NIM Perbankan RI Super Tinggi, Kredit Macet Apa Kabar?

Mirza Adityaswara dalam Konferensi Pers Anggota Dewan Komisioner OJK, Rabu (20/7/2022). (Tangkapan layar youtube Jasa Keuangan

Indonesia tercatat sebagai salah satu negara dengan margin bunga bersih (Net Interest Margin/NIM) perbankan tertinggi di dunia.

Secara sederhana, NIM digunakan untuk mengukur perbedaan antara pendapatan bunga yang diterima bank dan bunga yang dibayarkan ke peminjam.

NIM dipakai untuk menakar tingkat profitabilitas bank.

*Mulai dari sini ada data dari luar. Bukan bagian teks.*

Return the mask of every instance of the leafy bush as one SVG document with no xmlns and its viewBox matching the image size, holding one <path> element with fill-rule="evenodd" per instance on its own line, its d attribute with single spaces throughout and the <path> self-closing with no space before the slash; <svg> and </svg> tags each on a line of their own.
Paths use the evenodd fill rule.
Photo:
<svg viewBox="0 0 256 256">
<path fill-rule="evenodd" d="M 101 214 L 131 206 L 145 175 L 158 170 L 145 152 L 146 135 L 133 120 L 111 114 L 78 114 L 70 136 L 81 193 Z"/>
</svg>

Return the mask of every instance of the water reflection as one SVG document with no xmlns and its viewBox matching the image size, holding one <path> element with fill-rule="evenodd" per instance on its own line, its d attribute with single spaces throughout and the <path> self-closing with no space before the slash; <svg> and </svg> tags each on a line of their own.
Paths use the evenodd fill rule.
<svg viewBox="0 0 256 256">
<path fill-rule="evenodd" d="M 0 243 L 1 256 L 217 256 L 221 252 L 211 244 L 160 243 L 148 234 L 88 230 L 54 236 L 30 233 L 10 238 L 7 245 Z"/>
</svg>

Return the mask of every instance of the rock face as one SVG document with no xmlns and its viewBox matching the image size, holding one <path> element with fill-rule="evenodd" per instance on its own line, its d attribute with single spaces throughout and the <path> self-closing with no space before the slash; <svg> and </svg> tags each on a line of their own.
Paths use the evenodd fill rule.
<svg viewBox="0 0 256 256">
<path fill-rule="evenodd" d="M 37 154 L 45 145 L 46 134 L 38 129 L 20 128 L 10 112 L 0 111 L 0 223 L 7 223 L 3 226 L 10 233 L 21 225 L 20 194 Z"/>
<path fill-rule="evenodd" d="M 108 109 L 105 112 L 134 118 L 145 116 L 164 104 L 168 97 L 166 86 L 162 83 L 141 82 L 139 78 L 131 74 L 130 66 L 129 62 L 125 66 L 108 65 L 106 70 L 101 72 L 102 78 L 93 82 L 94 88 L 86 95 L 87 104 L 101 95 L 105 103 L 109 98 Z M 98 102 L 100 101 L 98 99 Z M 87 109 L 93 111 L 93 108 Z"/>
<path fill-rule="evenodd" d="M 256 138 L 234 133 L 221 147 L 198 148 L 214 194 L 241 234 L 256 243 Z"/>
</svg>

Umumnya, NIM yang lebar mengindikasikan laba yang tinggi untuk bank.

Mengacu pada data Lembaga Penjamin Simpanan (LPS), NIM perbankan Tanah Air di akhir 2022 mencapai 4,68%.

Dengan angka 4,68%, NIM perbankan RI sebenarnya berada di peringkat kedua di antara negara ASEAN lainnya, hanya kalah dari Kamboja yang berada di posisi pertama dengan NIM 5,35%. Sementara itu, Filipina di posisi ketiga dengan NIM 3,56%. Sementara, NIM bank Singapura tergolong mini, yakni sebesar 1,21%.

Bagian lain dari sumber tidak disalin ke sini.